The duty to develop the record extends to ordering consultative examinations and testing where required. Consultative examinations are used to "secure needed medical evidence the file does not contain such as clinical findings, laboratory tests, a diagnosis or prognosis necessary for decision." 20 C.F.R. § 416.919a(2). Normally, a consultative examination is required if
(1) The additional evidence needed is not contained in the records of your medical sources;
(2) The evidence that may have been available from your treating or other medical sources cannot be obtained for reasons beyond your control, . . .
(3) Highly technical or specialized medical evidence that we need is not available from your treating or other medical sources;
(4) A conflict, inconsistency, ambiguity or insufficiency in the evidence must be resolved, and we are unable to do
so by recontacting your medical source; or
(5) There is an indication of a change in your condition that is likely to affect your ability to work.

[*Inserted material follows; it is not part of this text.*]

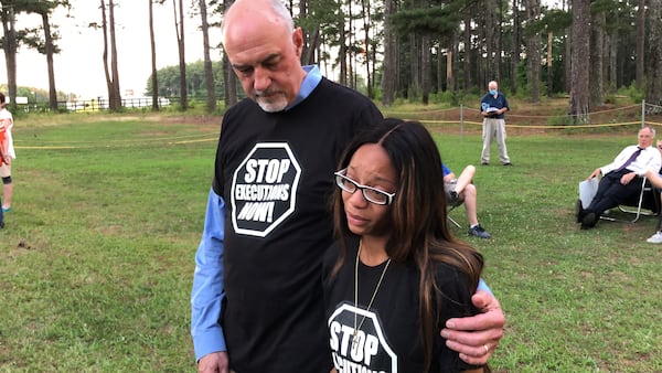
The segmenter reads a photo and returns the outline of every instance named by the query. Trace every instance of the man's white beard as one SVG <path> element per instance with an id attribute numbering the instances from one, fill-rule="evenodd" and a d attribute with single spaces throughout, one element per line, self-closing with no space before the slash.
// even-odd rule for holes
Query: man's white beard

20 C.F.R. § 416.909a(2)(b).
The ALJ should have ordered a consultative examination in order to ascertain the extent of Claimant's manipulative restrictions - especially if he was unable to obtain the internist's records. On remand, the ALJ shall comply with these directives.
RFC Determination
Claimant suggests that the ALJ's finding that she could frequently handle and finger with her left extremity was not supported by the medical record. The ALJ's manipulative findings are inconsistent with the report of Dr. Mungul. This Court acknowledges the report of Dr. Luther Woodcock authored in February of 2010 wherein he found Claimant could perform light work. However, Dr. Woodcock appears to have ignored the manipulative limitations experienced by Claimant as a result of the burns and fracture to her left hand. (Tr. 654). On remand, the ALJ shall re-evaluate Claimant's manipulative restrictions in formulating his RFC.
Step Five Determination
Clearly, the ALJ's hypothetical questioning of the vocational expert was lacking since he did not adequately include the manipulative restrictions found by Dr. Mungul and to which Claimant testified. On remand, the ALJ shall rectify this deficiency.
Conclusion
The decision of the Commissioner is not supported by substantial evidence and the correct legal standards were not applied. Therefore, the Magistrate Judge recommends for the above and foregoing reasons, the ruling of the Commissioner of Social Security Administration should be REVERSED and the matter REMANDED for further proceedings consistent with this Order. The parties are herewith given fourteen (14) days from the date of the service of these Report and Recommendation to file with the Clerk of the court any objections, with supporting brief. Failure to object to the Report and Recommendation within fourteen (14) days will preclude appellate review of this decision by the District Court based on such findings.
DATED this 15th day of September, 2014.